Agriculture means rearing and procreation of animals, plants, and fungi for various products needed to sustain and enhance the lives of humans. It used to be the key development during the rise of human civilization. The initiation of agriculture dates back thousands of years and its development has gone through highly different climates, culture, and technologies. Modern agriculture techniques like the use of pesticides and fertilizers, etc. have sharply increased yields from cultivation. At the same time, they have caused much ecological damage, disturbed the atmosphere, as well as have a negative impact on human health. Food production by agriculture is becoming a global issue and a matter of concern and debate in many aspects of life. Although it usually refers to human activities, yet it is observed in certain species of ants, termites, and ambrosia beetle.
It largely refers to the amount of stress generated in the agrarian sector. In India, large amounts of suicides carried out by several farmers clearly prompt that something is severely wrong with the rural sector. There is a clear idea of why the agrarian sector has started internal migration on a large scale. It is the low growth and poor earnings from productivity which have led to such an impact. This distress is due to fragmented holdings, dependence on monsoon, markets, depletion and degradation of resources, etc. GDP holds a share of agriculture which has been observed to be falling over the years. High agriculture has always benefitted the economy of the country. Therefore, strategies for faster and sustainable growth are the need of the hour. They must be developed in order to address the issues faced by millions of people. Farmers and their crops are often subjected to serious stresses relating to the irregular monsoon, and natural calamities like floods, and hailstorms, etc. There is a huge decline in income for those among the rural poor who derive a larger share of their income from cultivation.

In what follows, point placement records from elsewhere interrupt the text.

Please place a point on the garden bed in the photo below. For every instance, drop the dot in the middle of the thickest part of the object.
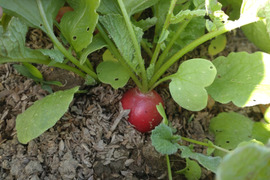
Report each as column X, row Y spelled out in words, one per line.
column 93, row 140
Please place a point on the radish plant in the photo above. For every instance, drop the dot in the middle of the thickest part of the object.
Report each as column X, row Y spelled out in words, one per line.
column 177, row 27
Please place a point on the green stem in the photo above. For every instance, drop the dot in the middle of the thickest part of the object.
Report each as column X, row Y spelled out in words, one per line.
column 169, row 167
column 146, row 48
column 169, row 46
column 205, row 144
column 47, row 62
column 160, row 81
column 59, row 45
column 136, row 46
column 116, row 53
column 165, row 26
column 227, row 27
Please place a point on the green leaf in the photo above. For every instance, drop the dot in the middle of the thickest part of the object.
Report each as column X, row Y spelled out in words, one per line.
column 251, row 8
column 160, row 11
column 230, row 129
column 43, row 114
column 33, row 70
column 54, row 54
column 25, row 72
column 194, row 30
column 261, row 132
column 187, row 14
column 192, row 171
column 150, row 71
column 162, row 112
column 209, row 162
column 217, row 45
column 258, row 35
column 242, row 78
column 28, row 11
column 132, row 7
column 78, row 26
column 198, row 3
column 188, row 84
column 89, row 80
column 112, row 73
column 267, row 115
column 108, row 56
column 12, row 44
column 97, row 43
column 163, row 139
column 118, row 31
column 145, row 24
column 246, row 162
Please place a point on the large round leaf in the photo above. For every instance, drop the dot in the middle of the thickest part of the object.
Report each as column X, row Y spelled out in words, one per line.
column 188, row 84
column 242, row 78
column 43, row 114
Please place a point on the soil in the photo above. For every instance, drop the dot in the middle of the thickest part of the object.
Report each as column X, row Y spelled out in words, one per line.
column 93, row 140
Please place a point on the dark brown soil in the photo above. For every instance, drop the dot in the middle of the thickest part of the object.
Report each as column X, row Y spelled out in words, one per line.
column 93, row 140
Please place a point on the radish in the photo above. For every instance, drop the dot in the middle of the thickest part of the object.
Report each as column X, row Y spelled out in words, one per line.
column 143, row 112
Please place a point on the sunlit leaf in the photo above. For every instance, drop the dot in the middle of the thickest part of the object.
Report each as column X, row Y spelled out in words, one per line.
column 217, row 45
column 97, row 43
column 78, row 26
column 118, row 31
column 43, row 114
column 242, row 78
column 29, row 11
column 132, row 7
column 12, row 44
column 246, row 162
column 163, row 139
column 112, row 73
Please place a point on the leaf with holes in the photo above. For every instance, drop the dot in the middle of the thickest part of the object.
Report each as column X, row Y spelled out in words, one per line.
column 251, row 161
column 30, row 11
column 112, row 73
column 242, row 78
column 43, row 114
column 78, row 26
column 188, row 84
column 118, row 31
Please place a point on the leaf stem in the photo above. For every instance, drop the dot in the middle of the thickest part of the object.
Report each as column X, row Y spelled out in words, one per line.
column 165, row 27
column 227, row 27
column 205, row 144
column 169, row 167
column 116, row 53
column 137, row 47
column 146, row 48
column 59, row 45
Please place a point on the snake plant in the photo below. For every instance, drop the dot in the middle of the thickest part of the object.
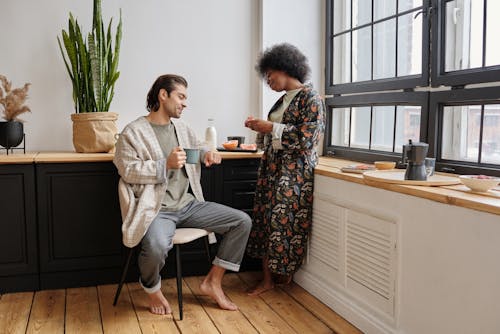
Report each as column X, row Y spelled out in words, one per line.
column 92, row 63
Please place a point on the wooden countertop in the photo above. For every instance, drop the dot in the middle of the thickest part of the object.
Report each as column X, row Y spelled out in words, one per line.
column 69, row 157
column 454, row 195
column 17, row 158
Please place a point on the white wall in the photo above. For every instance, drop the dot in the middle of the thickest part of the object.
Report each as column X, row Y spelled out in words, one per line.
column 214, row 44
column 298, row 22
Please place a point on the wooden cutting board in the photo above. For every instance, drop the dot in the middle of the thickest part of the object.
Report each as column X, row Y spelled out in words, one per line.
column 397, row 176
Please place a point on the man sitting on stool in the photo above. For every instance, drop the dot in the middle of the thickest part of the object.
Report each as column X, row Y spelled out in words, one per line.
column 159, row 192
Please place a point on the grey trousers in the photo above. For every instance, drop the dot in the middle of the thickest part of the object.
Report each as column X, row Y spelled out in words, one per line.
column 233, row 224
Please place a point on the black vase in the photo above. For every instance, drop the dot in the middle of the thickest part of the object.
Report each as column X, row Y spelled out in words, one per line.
column 11, row 134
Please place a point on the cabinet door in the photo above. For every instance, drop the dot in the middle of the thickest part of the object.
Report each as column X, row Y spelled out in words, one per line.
column 18, row 257
column 79, row 224
column 240, row 195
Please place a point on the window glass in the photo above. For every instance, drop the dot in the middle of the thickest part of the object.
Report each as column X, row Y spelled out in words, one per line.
column 361, row 12
column 342, row 58
column 404, row 5
column 341, row 15
column 384, row 49
column 463, row 35
column 360, row 127
column 461, row 129
column 407, row 126
column 382, row 128
column 361, row 54
column 490, row 151
column 492, row 32
column 383, row 8
column 409, row 45
column 340, row 126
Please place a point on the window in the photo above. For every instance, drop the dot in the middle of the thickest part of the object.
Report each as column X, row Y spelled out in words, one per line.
column 381, row 80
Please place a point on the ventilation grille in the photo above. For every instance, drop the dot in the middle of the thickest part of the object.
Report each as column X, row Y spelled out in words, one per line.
column 325, row 233
column 369, row 257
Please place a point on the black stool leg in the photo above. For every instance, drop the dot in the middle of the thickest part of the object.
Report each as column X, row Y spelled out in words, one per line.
column 179, row 278
column 124, row 275
column 207, row 249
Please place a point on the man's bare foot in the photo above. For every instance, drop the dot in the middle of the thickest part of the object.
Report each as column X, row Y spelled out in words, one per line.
column 158, row 304
column 262, row 287
column 216, row 293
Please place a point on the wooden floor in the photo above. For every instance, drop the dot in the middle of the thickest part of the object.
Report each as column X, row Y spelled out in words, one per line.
column 89, row 310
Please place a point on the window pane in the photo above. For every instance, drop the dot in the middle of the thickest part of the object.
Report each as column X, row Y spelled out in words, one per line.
column 361, row 12
column 407, row 126
column 340, row 127
column 461, row 128
column 384, row 49
column 361, row 54
column 360, row 127
column 464, row 35
column 408, row 4
column 342, row 58
column 492, row 31
column 341, row 15
column 382, row 128
column 409, row 45
column 490, row 151
column 383, row 8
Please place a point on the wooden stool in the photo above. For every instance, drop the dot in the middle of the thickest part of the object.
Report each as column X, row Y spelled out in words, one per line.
column 182, row 236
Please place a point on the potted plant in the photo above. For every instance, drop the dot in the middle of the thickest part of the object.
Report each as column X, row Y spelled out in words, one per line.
column 12, row 102
column 92, row 65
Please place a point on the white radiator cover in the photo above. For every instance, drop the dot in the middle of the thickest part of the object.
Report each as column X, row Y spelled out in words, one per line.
column 394, row 263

Pradhan Mantri Fasal Bima Yojana was a productive step for the farmers and similar initiatives are required for addressing the risks in the livestock sector. On the 47th Founders’ day of the Institute for Social and Economic Change (ISEC), Mr. Naidu delivered the VKRV Rao Memorial Lecture on ”Challenges and Opportunities Facing Indian Agriculture”. He revealed a 12-point agenda for advancing the growth in this sector. It included the following:
- Providing good quality seeds
- Balanced use of fertilizers
- Release of timely institutional credit
- Diversification of agricultural activities by concentrating on poultry, dairy, etc.
- Food processing
- Farm mechanization
- Intensification of agriculture by focusing on horticultural activities
- Judicious use of water, particularly surface water
- Larger share in consumer prices for farmers by declaring higher MSP
- Reform in land policy such as contract farming
- Climate change
- Strengthening R&D in the farm sector
Despite many challenges, Indian agriculture has made rapid advancement since independence. The country proceeded from food imports to self-sufficient productions and exports. “We have made the transition from subsistence farming to intensive and technology-led cultivation.”
- In the present time, India is placed in the first position in the production of many crops. It has the highest production of milk in the world.
- The growth rate in the production of food has exceeded that of the growth of population.
- During 2016-2017, the output of agriculture has increased by a rate of 5% with an all-time record of production.
- There is a perceptible achievement through innovations in technology, infrastructure for irrigation, and water resources.
- Public investment in agriculture increased from 2.8% of GDP in the 10th Plan to 3.1% in the 11th Plan whereas the private investment increased from 15.9% of agricultural GDP to 18.1%.
- Private investment (by farmers) contributes to 85% of total investment in agriculture unlike public investment, contributing less than 15%.
Mr. Naidu said that “We need to formulate a long-term and a medium-term action plan detailing how private and public investments will be channeled and the strategic directions we should pursue to revitalize this sector.”